We went on past Yelvertoft visitor moorings, where we could have just squeezed in, but preferred to be on our own and moored just before bridge 21. The only shade was beside the boat, but as Meg would need a walk and we fancied a beer I got the evening meal prepared before we walked back to the visitor moorings (with a pause for Meg to have a drink at the water tap) then down the lane to chill for a while in the pub garden with a refreshing pint. It was a bit cooler by the time we got back.
It was far too hot to eat inside the boat, so we sat outside and watched the cows come home. They were mostly cows with calves, all slowly wending their way back to the bridge and down behind the towpath hedge.
The Big Daddy was with them too, though this isn’t him – I just liked the reflection.
The wind turbine at Yelvertoft marina had been turning slowly as we passed. Here it is behind the trees on the far hill.
It was a T-shirt-and-shorts-outside-on-the-bank-till-after-8.30 sort of day, in the wonderful Northamptonshire countryside. How lucky we are.
About 9 miles, 7 locks (Watford flight), Crick tunnel.
Monday, 23 July 2018
Some heavy locks
Wednesday 18th July; Flecknoe to Braunston tunnel (east end)
We have had no luck with a signal for days, so this blog is getting very behind.
There were reminders that we are on one of the busiest parts of the network from about 7 this morning. We were ready to leave at about 9.30, but as soon as we had pulled pins (or unhooked hooks, in this case), more boats appeared. Eventually the canal was clear enough for us to go.
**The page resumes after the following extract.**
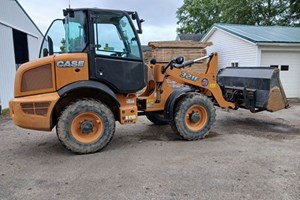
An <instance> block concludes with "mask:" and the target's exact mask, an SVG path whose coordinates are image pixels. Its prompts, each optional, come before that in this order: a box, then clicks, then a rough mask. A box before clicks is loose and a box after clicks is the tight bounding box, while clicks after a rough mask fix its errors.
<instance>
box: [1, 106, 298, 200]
mask: <svg viewBox="0 0 300 200" xmlns="http://www.w3.org/2000/svg"><path fill="white" fill-rule="evenodd" d="M0 138H1V139H0V152H1V153H0V199H30V200H32V199H39V200H40V199H45V200H49V199H55V200H56V199H143V200H144V199H206V200H207V199H212V200H216V199H251V200H253V199H268V200H269V199H293V200H299V199H300V103H292V104H291V108H289V109H286V110H282V111H279V112H276V113H268V112H261V113H257V114H252V113H250V112H249V111H247V110H242V109H240V110H237V111H232V110H230V111H225V110H221V109H217V121H216V123H215V125H214V127H213V128H212V129H211V132H210V135H209V136H207V138H206V139H204V140H200V141H195V142H187V141H182V140H180V139H179V138H178V137H177V136H176V135H175V134H174V133H173V132H172V130H171V128H170V127H169V126H168V125H166V126H155V125H153V124H151V122H149V121H148V120H147V119H146V118H145V117H141V118H140V120H139V122H138V123H137V124H136V125H119V124H118V125H117V129H116V133H115V137H114V139H113V140H112V142H111V143H110V144H109V145H108V146H107V148H105V149H104V150H103V151H101V152H98V153H95V154H89V155H75V154H73V153H71V152H69V151H67V150H66V149H65V148H64V147H63V146H62V145H61V144H60V143H59V141H58V139H57V137H56V134H55V132H54V131H53V132H52V133H48V132H37V131H32V130H25V129H21V128H18V127H16V126H15V125H13V123H12V121H11V120H9V119H1V122H0Z"/></svg>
The busiest parts of the moorings, nearer to bridge 102, had plenty of space by now but many boats were staying put, with washing going out to dry. Once more the weather was warm but without too strong a sun as we made our way towards Braunston. Of course, when we met a boat it was at the very junction so we ended up reversing a little way to let them come through.
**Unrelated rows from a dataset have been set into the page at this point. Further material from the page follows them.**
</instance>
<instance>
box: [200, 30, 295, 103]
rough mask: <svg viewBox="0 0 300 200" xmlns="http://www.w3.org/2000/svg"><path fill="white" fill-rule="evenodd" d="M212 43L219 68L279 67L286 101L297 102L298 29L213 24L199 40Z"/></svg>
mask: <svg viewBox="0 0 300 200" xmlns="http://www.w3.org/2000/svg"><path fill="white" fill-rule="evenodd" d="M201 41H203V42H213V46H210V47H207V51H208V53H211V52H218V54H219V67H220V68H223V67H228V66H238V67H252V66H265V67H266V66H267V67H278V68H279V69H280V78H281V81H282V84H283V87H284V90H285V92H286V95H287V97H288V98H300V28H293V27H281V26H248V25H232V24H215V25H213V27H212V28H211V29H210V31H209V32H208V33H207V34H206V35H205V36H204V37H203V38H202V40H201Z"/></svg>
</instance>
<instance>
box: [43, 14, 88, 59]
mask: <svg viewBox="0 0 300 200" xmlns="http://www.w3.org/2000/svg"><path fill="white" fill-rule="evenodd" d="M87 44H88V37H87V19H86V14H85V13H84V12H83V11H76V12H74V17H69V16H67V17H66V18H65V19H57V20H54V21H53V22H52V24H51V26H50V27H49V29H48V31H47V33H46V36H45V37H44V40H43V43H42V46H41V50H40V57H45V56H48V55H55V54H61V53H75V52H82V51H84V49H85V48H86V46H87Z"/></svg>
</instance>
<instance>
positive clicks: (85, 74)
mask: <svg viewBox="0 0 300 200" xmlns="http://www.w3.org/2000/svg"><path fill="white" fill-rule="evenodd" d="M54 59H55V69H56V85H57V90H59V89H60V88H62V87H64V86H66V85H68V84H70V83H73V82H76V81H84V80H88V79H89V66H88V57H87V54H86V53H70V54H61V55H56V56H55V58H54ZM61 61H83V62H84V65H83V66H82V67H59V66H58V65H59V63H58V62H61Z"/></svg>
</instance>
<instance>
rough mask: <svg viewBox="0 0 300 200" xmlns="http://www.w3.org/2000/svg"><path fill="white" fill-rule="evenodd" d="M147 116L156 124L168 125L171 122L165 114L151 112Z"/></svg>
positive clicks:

We moored shortly before the Stop House water point, and went up to the village for some shopping. It’s a pleasant walk up the hill from the bridge and Meg enjoys it too. The grass is as dry as everywhere else but there are wild flowers in bloom, like this pretty mallow.
On the way back I popped into AJ Canopies at the marina. The canopy guy bungees on our very ancient pram cover (which is just a flat sheet to cover the rear deck when we are away) have all failed over the years and been replaced by ones that aren’t quite the right length. When we leave the boat, unless we prop the canopy up on a folding chair with a bucket on the seat, any rain pools instead of running off and breaks even more of them. AJ don’t use the ones we think are the originals, but now I have some shock cord to make some ourselves.
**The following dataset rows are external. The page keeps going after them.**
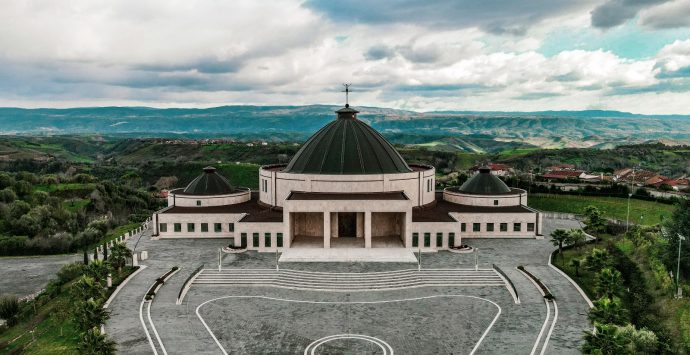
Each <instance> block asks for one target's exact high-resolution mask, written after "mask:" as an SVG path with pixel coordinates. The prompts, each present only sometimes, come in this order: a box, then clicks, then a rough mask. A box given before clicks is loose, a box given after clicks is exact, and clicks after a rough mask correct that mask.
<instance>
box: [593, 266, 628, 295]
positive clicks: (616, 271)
mask: <svg viewBox="0 0 690 355" xmlns="http://www.w3.org/2000/svg"><path fill="white" fill-rule="evenodd" d="M596 289H597V293H598V294H599V295H600V296H606V297H608V299H609V300H610V301H613V298H614V297H615V296H616V295H617V294H618V293H620V292H621V290H622V289H623V277H622V276H621V273H620V271H618V270H616V269H613V268H609V267H607V268H604V269H602V270H601V271H599V273H598V274H597V284H596Z"/></svg>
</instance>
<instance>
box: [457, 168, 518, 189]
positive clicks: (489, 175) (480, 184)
mask: <svg viewBox="0 0 690 355" xmlns="http://www.w3.org/2000/svg"><path fill="white" fill-rule="evenodd" d="M457 191H458V192H462V193H466V194H475V195H501V194H507V193H510V192H511V191H510V187H508V185H506V183H505V182H503V180H501V179H499V178H498V177H497V176H495V175H493V174H491V169H490V168H488V167H481V168H479V173H478V174H477V175H475V176H473V177H471V178H470V179H469V180H467V181H465V183H464V184H462V185H461V186H460V187H459V188H458V190H457Z"/></svg>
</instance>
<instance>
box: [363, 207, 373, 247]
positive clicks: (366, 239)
mask: <svg viewBox="0 0 690 355" xmlns="http://www.w3.org/2000/svg"><path fill="white" fill-rule="evenodd" d="M364 247H365V248H371V212H370V211H367V212H364Z"/></svg>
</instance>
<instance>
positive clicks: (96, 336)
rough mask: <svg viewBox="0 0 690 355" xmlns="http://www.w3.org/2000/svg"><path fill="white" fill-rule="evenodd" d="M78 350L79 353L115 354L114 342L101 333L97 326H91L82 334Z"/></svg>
mask: <svg viewBox="0 0 690 355" xmlns="http://www.w3.org/2000/svg"><path fill="white" fill-rule="evenodd" d="M78 350H79V353H80V354H87V355H112V354H115V350H116V349H115V342H113V341H112V340H110V339H108V337H107V336H106V335H105V334H102V333H101V331H100V330H99V329H98V327H93V328H91V329H89V330H87V331H86V332H84V334H83V335H82V338H81V340H80V341H79V345H78Z"/></svg>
We had lunch and set off for the locks. Two boats were just emerging from the bottom lock, but even better a boat appeared behind us so we had company. As well as the water saving in this dry weather, it made the locks a great deal quicker to work. NB Concorde was on the way back to Weltonfield Marina. These gates are heavy! But the owners have a similar outlook on life to us and we work the locks exactly the same way, so we had a very enjoyable ascent together.
With boats coming down too it wasn’t long before we were approaching the tunnel. It’s double-width, and we were through in about 20 minutes without meeting another boat. We moored in peace and quiet between bridges 6 and 7, beneath the trees.
There were some rough steps up the bank, so up I went expecting to see a field or woodland. Imagine my surprise to find a half-built housing estate! It must be right on the edge of Daventry. The builders weren’t too noisy so apart from a larger number than expected of walkers, runners and cyclists on the towpath it was still pretty peaceful.
We Dave made a start on making new canopy guys for the pram cover.